In the four years to 2017, the UK franchise industry grew by 10%, now contributing 15.1 billion pounds to the UK economy. Around 621,000 people are employed within businesses operated by over 900 franchise brands – a 70% increase between 2006 and 2016. So, why is franchising proving such a successful business model and what message does that send to someone contemplating purchasing a franchise?
In a world where work-life balance is an ever-popular topic of discussion, and where redundancies are always in the news, self-employment is becoming more attractive to many people. However, half of all independent new businesses fail within their first two years whilst 90% of franchise businesses become profitable in that same period of time.
The difference is striking and here are 10 possible reasons why.
Tried and Tested Strategies
When a franchisee buys a franchise, they are buying into a business that has already proved itself in its market. The franchisor has been through the early teething problems that all new businesses face and has refined the business tactics and operations plan accordingly. In effect, a franchisee buys a business that has already undergone a test phase and is now operating as a thriving enterprise, because of the lessons learned.

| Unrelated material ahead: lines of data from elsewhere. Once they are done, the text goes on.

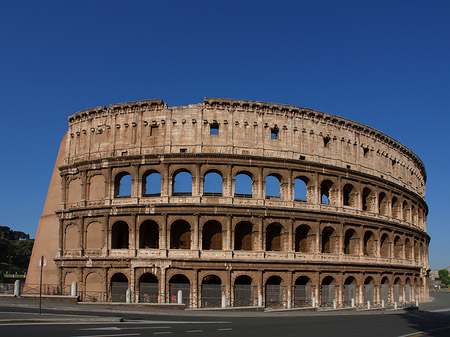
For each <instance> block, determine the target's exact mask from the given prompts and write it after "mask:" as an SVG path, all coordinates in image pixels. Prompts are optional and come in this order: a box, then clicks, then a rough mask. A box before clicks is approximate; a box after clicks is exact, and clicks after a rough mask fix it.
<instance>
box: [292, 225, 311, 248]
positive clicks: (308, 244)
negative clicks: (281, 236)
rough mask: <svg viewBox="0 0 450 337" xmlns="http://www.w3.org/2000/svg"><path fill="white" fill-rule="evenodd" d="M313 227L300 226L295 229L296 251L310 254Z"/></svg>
mask: <svg viewBox="0 0 450 337" xmlns="http://www.w3.org/2000/svg"><path fill="white" fill-rule="evenodd" d="M310 232H311V227H309V226H308V225H300V226H298V227H297V228H296V229H295V251H296V252H303V253H308V252H310V251H311V244H310V242H309V241H310V240H309V237H310Z"/></svg>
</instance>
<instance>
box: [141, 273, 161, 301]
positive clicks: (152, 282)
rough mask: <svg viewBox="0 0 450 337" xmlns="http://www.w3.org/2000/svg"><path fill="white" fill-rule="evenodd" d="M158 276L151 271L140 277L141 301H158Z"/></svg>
mask: <svg viewBox="0 0 450 337" xmlns="http://www.w3.org/2000/svg"><path fill="white" fill-rule="evenodd" d="M158 294H159V289H158V278H157V277H156V276H155V275H153V274H150V273H145V274H143V275H142V276H141V277H140V278H139V302H141V303H158Z"/></svg>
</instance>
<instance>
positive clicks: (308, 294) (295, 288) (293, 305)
mask: <svg viewBox="0 0 450 337" xmlns="http://www.w3.org/2000/svg"><path fill="white" fill-rule="evenodd" d="M310 306H312V301H311V286H310V285H296V286H295V288H294V304H293V307H297V308H298V307H310Z"/></svg>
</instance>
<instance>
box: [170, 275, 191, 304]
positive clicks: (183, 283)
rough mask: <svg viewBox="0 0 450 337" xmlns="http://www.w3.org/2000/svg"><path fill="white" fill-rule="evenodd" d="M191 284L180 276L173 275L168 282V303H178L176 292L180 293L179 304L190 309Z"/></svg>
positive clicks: (188, 281)
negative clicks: (184, 306) (190, 290)
mask: <svg viewBox="0 0 450 337" xmlns="http://www.w3.org/2000/svg"><path fill="white" fill-rule="evenodd" d="M190 288H191V282H190V281H189V279H188V278H187V277H186V276H185V275H182V274H176V275H173V276H172V277H171V278H170V280H169V303H178V291H181V303H183V304H185V305H186V307H190V306H191V303H190V298H191V296H190Z"/></svg>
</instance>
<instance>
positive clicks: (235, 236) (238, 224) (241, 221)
mask: <svg viewBox="0 0 450 337" xmlns="http://www.w3.org/2000/svg"><path fill="white" fill-rule="evenodd" d="M234 249H235V250H253V224H252V223H251V222H248V221H241V222H239V223H238V224H236V226H235V228H234Z"/></svg>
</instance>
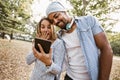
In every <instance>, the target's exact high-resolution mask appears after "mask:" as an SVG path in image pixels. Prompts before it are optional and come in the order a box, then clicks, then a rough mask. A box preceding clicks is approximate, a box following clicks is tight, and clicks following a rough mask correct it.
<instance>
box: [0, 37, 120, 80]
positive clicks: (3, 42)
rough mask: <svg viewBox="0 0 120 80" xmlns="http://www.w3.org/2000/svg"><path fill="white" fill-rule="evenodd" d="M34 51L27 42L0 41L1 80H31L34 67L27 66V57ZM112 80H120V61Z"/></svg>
mask: <svg viewBox="0 0 120 80" xmlns="http://www.w3.org/2000/svg"><path fill="white" fill-rule="evenodd" d="M31 49H32V44H31V43H30V42H26V41H19V40H12V41H11V42H9V41H8V40H7V39H0V80H29V76H30V74H31V70H32V68H33V65H34V64H32V65H27V64H26V62H25V57H26V55H27V53H28V52H29V51H31ZM111 80H120V60H119V59H114V60H113V65H112V71H111Z"/></svg>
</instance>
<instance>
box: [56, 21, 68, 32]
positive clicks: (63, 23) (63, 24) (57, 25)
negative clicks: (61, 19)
mask: <svg viewBox="0 0 120 80" xmlns="http://www.w3.org/2000/svg"><path fill="white" fill-rule="evenodd" d="M60 23H63V26H60V25H59V24H60ZM56 25H57V26H58V27H59V28H61V29H65V30H66V25H67V24H66V23H65V22H64V21H63V20H61V21H59V22H58V23H57V24H56Z"/></svg>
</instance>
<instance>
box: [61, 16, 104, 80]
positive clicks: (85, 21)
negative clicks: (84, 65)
mask: <svg viewBox="0 0 120 80" xmlns="http://www.w3.org/2000/svg"><path fill="white" fill-rule="evenodd" d="M75 23H76V25H77V34H78V37H79V40H80V45H81V48H82V52H83V55H84V57H85V63H86V66H87V69H88V73H89V75H90V79H91V80H98V70H99V54H100V52H99V49H98V48H97V46H96V43H95V40H94V35H96V34H99V33H100V32H103V29H102V27H101V25H100V24H99V22H98V20H97V19H96V18H95V17H93V16H83V17H76V18H75ZM61 36H62V35H61V34H59V37H60V38H61ZM59 52H60V51H59ZM66 64H67V63H66Z"/></svg>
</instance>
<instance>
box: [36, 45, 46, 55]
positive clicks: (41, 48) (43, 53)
mask: <svg viewBox="0 0 120 80" xmlns="http://www.w3.org/2000/svg"><path fill="white" fill-rule="evenodd" d="M38 47H39V49H40V51H41V54H45V52H44V50H43V48H42V46H41V45H40V44H38Z"/></svg>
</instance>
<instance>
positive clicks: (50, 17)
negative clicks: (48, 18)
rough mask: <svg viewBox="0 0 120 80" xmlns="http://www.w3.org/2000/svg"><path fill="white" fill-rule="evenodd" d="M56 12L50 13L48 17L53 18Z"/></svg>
mask: <svg viewBox="0 0 120 80" xmlns="http://www.w3.org/2000/svg"><path fill="white" fill-rule="evenodd" d="M56 13H57V12H53V13H50V14H49V16H48V18H53V17H54V15H55V14H56Z"/></svg>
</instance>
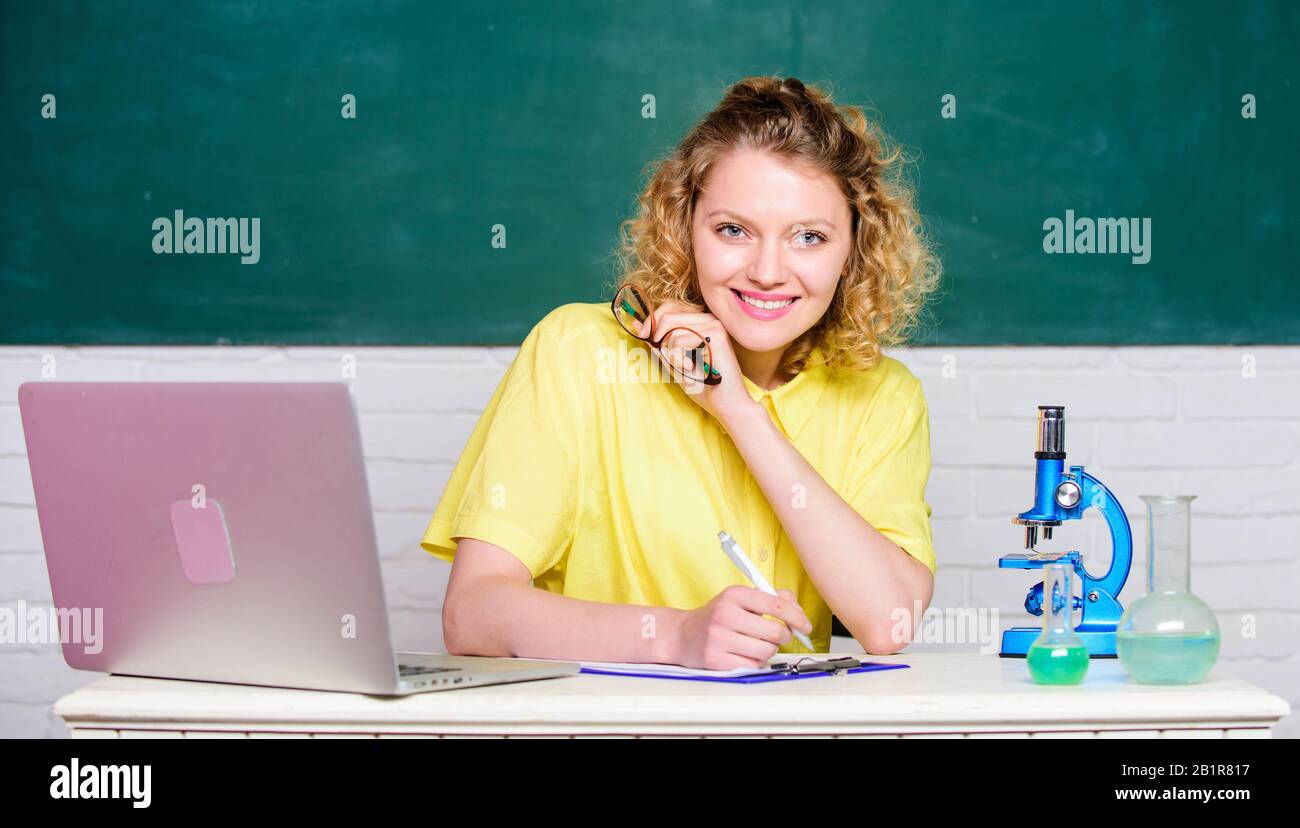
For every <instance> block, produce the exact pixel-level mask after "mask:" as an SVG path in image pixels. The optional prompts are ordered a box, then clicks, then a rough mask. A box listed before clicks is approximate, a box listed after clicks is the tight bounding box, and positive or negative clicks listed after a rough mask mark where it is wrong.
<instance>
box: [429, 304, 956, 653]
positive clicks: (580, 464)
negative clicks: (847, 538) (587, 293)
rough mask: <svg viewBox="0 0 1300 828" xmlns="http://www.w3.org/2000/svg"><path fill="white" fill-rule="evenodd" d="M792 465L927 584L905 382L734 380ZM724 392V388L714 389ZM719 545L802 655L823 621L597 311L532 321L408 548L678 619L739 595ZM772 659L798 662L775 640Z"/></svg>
mask: <svg viewBox="0 0 1300 828" xmlns="http://www.w3.org/2000/svg"><path fill="white" fill-rule="evenodd" d="M741 378H742V380H744V381H745V386H746V387H748V389H749V393H750V396H753V398H754V400H755V402H758V403H761V404H762V406H763V407H764V408H766V409H767V412H768V413H770V416H771V417H772V420H774V422H775V424H776V425H777V426H779V428H780V429H781V432H783V433H784V434H785V435H787V437H788V438H789V439H790V442H792V443H793V445H794V447H796V448H797V450H798V451H800V454H802V455H803V458H805V459H806V460H807V461H809V464H810V465H811V467H813V468H815V469H816V471H818V472H819V473H820V474H822V477H823V478H824V480H826V481H827V482H828V484H829V485H831V487H832V489H835V491H836V493H839V494H840V497H842V498H844V499H845V500H846V502H848V503H849V504H850V506H852V507H853V508H854V510H855V511H857V512H858V513H859V515H862V517H863V519H866V520H867V523H870V524H871V525H872V526H875V528H876V530H879V532H880V533H881V534H884V536H885V537H887V538H889V539H891V541H893V542H894V543H897V545H898V546H901V547H902V549H904V550H905V551H906V552H907V554H910V555H913V556H914V558H917V559H918V560H920V562H922V563H924V564H926V565H927V567H930V569H931V572H935V571H936V569H937V565H936V562H935V549H933V542H932V538H931V529H930V515H931V507H930V504H928V503H927V502H926V499H924V494H926V482H927V480H928V477H930V417H928V409H927V406H926V398H924V394H923V393H922V386H920V381H918V380H917V377H915V376H913V373H911V372H910V370H909V369H907V368H906V367H905V365H904V364H902V363H900V361H898V360H896V359H892V357H888V356H884V357H881V360H880V361H879V363H878V364H876V365H874V367H872V368H871V369H870V370H857V372H852V370H831V369H829V368H828V367H826V365H813V367H810V368H807V369H805V370H803V372H802V373H800V374H798V376H796V377H794V378H793V380H790V381H788V382H787V383H785V385H781V386H779V387H777V389H775V390H772V391H767V390H764V389H762V387H759V386H758V385H755V383H754V382H751V381H750V380H749V378H748V377H744V376H741ZM724 381H725V382H731V381H735V377H725V378H724ZM719 530H725V532H728V533H729V534H731V536H732V537H733V538H736V542H737V543H740V545H741V547H742V549H744V550H745V551H746V552H749V555H750V558H753V559H754V563H755V564H757V565H758V568H759V569H761V571H762V572H763V575H764V576H766V577H767V580H768V581H770V582H771V584H772V586H775V588H776V589H789V590H792V591H793V593H794V594H796V595H798V602H800V606H801V607H803V611H805V612H806V614H807V616H809V620H810V621H811V623H813V634H811V636H810V637H811V640H813V643H814V645H816V646H818V649H819V650H820V651H823V653H826V651H827V650H828V649H829V643H831V608H829V606H827V603H826V601H824V599H823V598H822V595H820V594H818V590H816V586H815V585H814V584H813V580H811V578H810V577H809V575H807V573H806V572H805V571H803V567H802V564H801V562H800V556H798V552H797V551H796V549H794V545H793V543H792V542H790V539H789V537H788V536H787V534H785V530H784V529H783V528H781V525H780V523H779V520H777V517H776V512H774V511H772V508H771V506H770V504H768V503H767V500H766V498H764V497H763V493H762V490H761V489H759V487H758V484H757V482H755V481H754V477H753V476H751V474H750V472H749V467H748V465H746V464H745V461H744V459H742V458H741V455H740V452H738V451H737V450H736V447H735V445H733V443H732V442H731V438H729V437H728V435H727V433H725V432H724V430H723V429H722V426H720V425H719V424H718V421H716V420H714V417H712V416H711V415H708V413H707V412H706V411H703V409H702V408H701V407H699V406H697V404H695V403H694V402H693V400H692V399H689V396H688V395H686V393H685V390H684V389H682V387H681V386H677V385H676V383H675V382H673V381H672V377H671V374H668V373H667V372H666V370H660V369H659V363H658V361H656V360H655V359H654V357H653V355H651V354H650V351H649V347H647V346H645V344H643V343H641V342H638V341H636V339H633V338H632V337H629V335H628V334H627V333H625V331H624V330H623V329H621V328H620V326H619V324H617V321H615V318H614V316H612V313H610V307H608V304H607V303H571V304H565V305H560V307H558V308H555V309H554V311H551V312H550V313H547V315H546V317H543V318H542V320H541V321H539V322H538V324H537V325H536V326H533V329H532V331H529V334H528V337H526V338H525V339H524V342H523V344H520V348H519V354H517V355H516V357H515V361H513V363H512V364H511V367H510V368H508V369H507V372H506V376H504V377H503V378H502V381H500V385H498V387H497V390H495V391H494V394H493V396H491V399H490V400H489V403H487V407H486V408H485V409H484V413H482V416H481V417H480V420H478V424H477V425H476V426H474V430H473V433H472V434H471V437H469V441H468V443H467V445H465V448H464V451H463V452H461V455H460V460H459V461H458V463H456V467H455V469H454V471H452V473H451V478H450V480H448V482H447V487H446V489H445V490H443V493H442V499H441V500H439V502H438V506H437V508H435V510H434V513H433V519H432V520H430V521H429V528H428V530H426V532H425V536H424V539H422V541H421V546H422V547H424V549H425V550H426V551H429V552H432V554H433V555H435V556H437V558H441V559H443V560H448V562H450V560H452V559H454V556H455V547H456V541H455V539H454V538H460V537H472V538H478V539H482V541H486V542H489V543H494V545H497V546H500V547H502V549H504V550H507V551H510V552H511V554H512V555H515V556H516V558H519V560H520V562H523V563H524V565H526V567H528V569H529V572H532V575H533V584H534V585H536V586H538V588H542V589H549V590H551V591H554V593H560V594H563V595H569V597H573V598H581V599H586V601H599V602H606V603H630V604H642V606H666V607H677V608H682V610H694V608H695V607H699V606H703V604H705V603H707V602H708V601H710V599H712V597H714V595H716V594H718V593H720V591H722V590H723V589H725V588H727V586H729V585H732V584H746V585H748V584H749V582H748V581H746V580H745V577H744V576H742V575H741V573H740V571H738V569H736V567H735V565H733V564H732V563H731V562H729V560H728V559H727V556H725V555H724V554H723V551H722V549H720V547H719V543H718V532H719ZM781 651H783V653H801V651H803V647H802V645H800V643H798V641H794V640H792V641H790V642H789V643H788V645H785V646H783V647H781Z"/></svg>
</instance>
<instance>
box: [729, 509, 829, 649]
mask: <svg viewBox="0 0 1300 828" xmlns="http://www.w3.org/2000/svg"><path fill="white" fill-rule="evenodd" d="M718 539H719V541H722V543H723V552H724V554H725V555H727V558H729V559H731V562H732V563H733V564H736V568H737V569H740V571H741V573H744V576H745V577H746V578H749V580H750V581H753V582H754V586H757V588H758V589H759V591H764V593H767V594H768V595H775V594H776V590H775V589H772V585H771V584H768V582H767V578H764V577H763V573H762V572H759V571H758V567H755V565H754V562H753V560H750V559H749V555H746V554H745V550H742V549H741V547H740V543H737V542H736V541H735V538H732V537H731V536H729V534H727V533H725V532H719V533H718ZM787 627H789V625H788V624H787ZM790 634H793V636H794V637H796V638H798V640H800V643H802V645H803V646H805V647H807V649H809V650H810V651H813V653H816V647H814V646H813V642H811V641H809V637H807V636H805V634H803V633H801V632H800V630H797V629H794V628H793V627H790Z"/></svg>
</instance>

The new franchisee instantly benefits from the brand recognition that the franchisor has already established within the market. This provides a great competitive advantage for the new business owner, as the consumer and business introducers should already be aware of what the brand stands for. This can help a franchisee quickly take market share.
A Proven Model
Many thousands of franchisees have already proved that the franchise model, in general, works highly effectively and can deliver tangible benefits to a franchisee. By buying a franchise, a franchisee can work within a framework that can predict the turnover and profitability that could be achieved, if the franchisee follows the model and the suggested way of doing things. This is a real ‘comfort blanket’ for a franchisee, giving them an idea of the targets that can be attained, according to what other franchisees have done, rather than operating in the dark, as most new business owners do.
It has been suggested that a Model is probably most likely to be “proven” when the franchisor has been operating for a minimum of 5 years.
Complying with sector-specific and general UK legislation can be a minefield for many new business owners, who have to fathom what they need to do and how they can be compliant with what are often limited resources. In a franchise business, the franchisor takes charge of much of this, having devised operating systems and procedures that already handle the requirements of the law and having HR and legal advisors or managers who can assist the franchisee in this regard.
Marketing is an area in which many start-up businesses struggle, partly because of cost and often because it is out of their comfort zone. By buying a franchise business, they can benefit from the marketing campaigns run by the franchisor, its marketing literature and its social media presence. This takes a lot of pressure off their shoulders, in an area beyond their comfort zone.